The spin-off, in which eBay shareholders will get one share of PayPal for every share of the parent company they hold, won’t be completed until July 17. But in the meantime, PayPal’s when-issued shares shot up to $37.40 on Tuesday. That’s more than 60% of the value of all of eBay even though PayPal’s sales last year were about 40% of the combined companies (they were about even in the first quarter of 2015).
One reason investors are more excited about PayPal than eBay is the payment unit’s faster growth rate. Revenue was up 19% to $8 billion last year, about double the rate of growth in the older e-commerce and auction unit. The value of all transactions handled by PayPal increased 26% to $235 billion, fed not just by the company’s signature payment service but also by mobile transactions on the popular Venmo app it acquired in 2013.
Investors are also pleased that PayPal may be able to take a huge leap forward by striking deals with other e-commerce companies such as Amazon (AMZN) or Alibaba (BABA) that likely wouldn’t do business with a unit of competitor eBay. One of the biggest risks to PayPal’s continued growth is the threat of being eclipsed by a home-grown payment solution from one of those companies.
Alibaba’s Ant Financial Services Group just raised equity financing at a reported valuation of $45 billion, coincidentally the same value put on PayPal by when-issued share trading. Separated from Alibaba rival eBay, PayPal might be able to forge an alliance with Ant, or at least help process transactions via its Braintree unit. Braintree already helps merchants work with mobile payments platforms from both Apple (AAPL) and Google (GOOGL) .
PayPal’s $45 billion valuation is 30 times what eBay originally paid for the company back in 2002, but it may give some investors pause. It earned only $419 million in net income last year, though it would have done much better absent a one-time $713 million tax charge for repatriating cash held overseas in previous years. Already, the company has posted first quarter 2015 net income of $248 million.
At 5.6 times last year’s revenue, PayPal would trade at a higher price-to-sales ratio than other tech companies like Google, Apple or Amazon.

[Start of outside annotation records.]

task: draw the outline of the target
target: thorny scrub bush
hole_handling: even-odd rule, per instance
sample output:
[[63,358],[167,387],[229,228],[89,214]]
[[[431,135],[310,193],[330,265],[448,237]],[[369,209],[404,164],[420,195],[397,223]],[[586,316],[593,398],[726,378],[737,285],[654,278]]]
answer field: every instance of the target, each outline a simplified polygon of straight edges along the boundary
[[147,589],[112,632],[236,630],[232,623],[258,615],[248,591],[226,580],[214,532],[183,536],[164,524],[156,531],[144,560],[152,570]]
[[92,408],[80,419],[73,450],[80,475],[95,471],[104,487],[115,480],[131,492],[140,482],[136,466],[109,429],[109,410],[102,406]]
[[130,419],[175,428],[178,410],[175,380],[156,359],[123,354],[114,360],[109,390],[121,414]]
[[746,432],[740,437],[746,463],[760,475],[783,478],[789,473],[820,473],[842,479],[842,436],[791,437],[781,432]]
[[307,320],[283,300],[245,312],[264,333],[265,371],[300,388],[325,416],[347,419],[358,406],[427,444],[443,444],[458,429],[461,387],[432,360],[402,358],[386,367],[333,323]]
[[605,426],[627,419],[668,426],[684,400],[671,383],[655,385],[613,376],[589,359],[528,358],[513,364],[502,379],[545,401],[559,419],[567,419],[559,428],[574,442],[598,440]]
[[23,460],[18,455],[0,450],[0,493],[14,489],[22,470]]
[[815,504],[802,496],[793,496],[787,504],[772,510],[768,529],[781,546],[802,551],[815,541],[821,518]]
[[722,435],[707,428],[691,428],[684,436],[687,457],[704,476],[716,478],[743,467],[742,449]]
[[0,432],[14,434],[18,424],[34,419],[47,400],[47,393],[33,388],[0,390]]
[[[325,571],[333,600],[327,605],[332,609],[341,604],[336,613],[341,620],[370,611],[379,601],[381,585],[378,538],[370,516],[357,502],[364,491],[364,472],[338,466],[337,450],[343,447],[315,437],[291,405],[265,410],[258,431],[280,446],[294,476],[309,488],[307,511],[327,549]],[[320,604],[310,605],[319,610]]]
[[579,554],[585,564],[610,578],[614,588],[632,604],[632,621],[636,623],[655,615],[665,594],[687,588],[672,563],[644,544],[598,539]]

But that’s also about half the level of the giants of the financial transaction world, Visa (V) and Mastercard (MA).
PayPal CEO Dan Schulman, a longtime veteran of American Express (AXP), is also planning a shopping spree as his company will leave the nest with some $6 billion in net cash. Schulman’s wasted no time, announcing the $1 billion acquisition of international money transfer start-up Xoomlast week. There are plenty more areas PayPal could explore via acquisitions, including bulking up its presence at real world retail establishments.
There’s one more path that could reward investors who buy even at the $45 billion valuation. Billionaire investor Carl Icahn, who badgered eBay into the spin-off, has pushed for PayPal to be acquired by a larger player. That could provide a quick payoff, though maybe not the long-term home run some investors desire.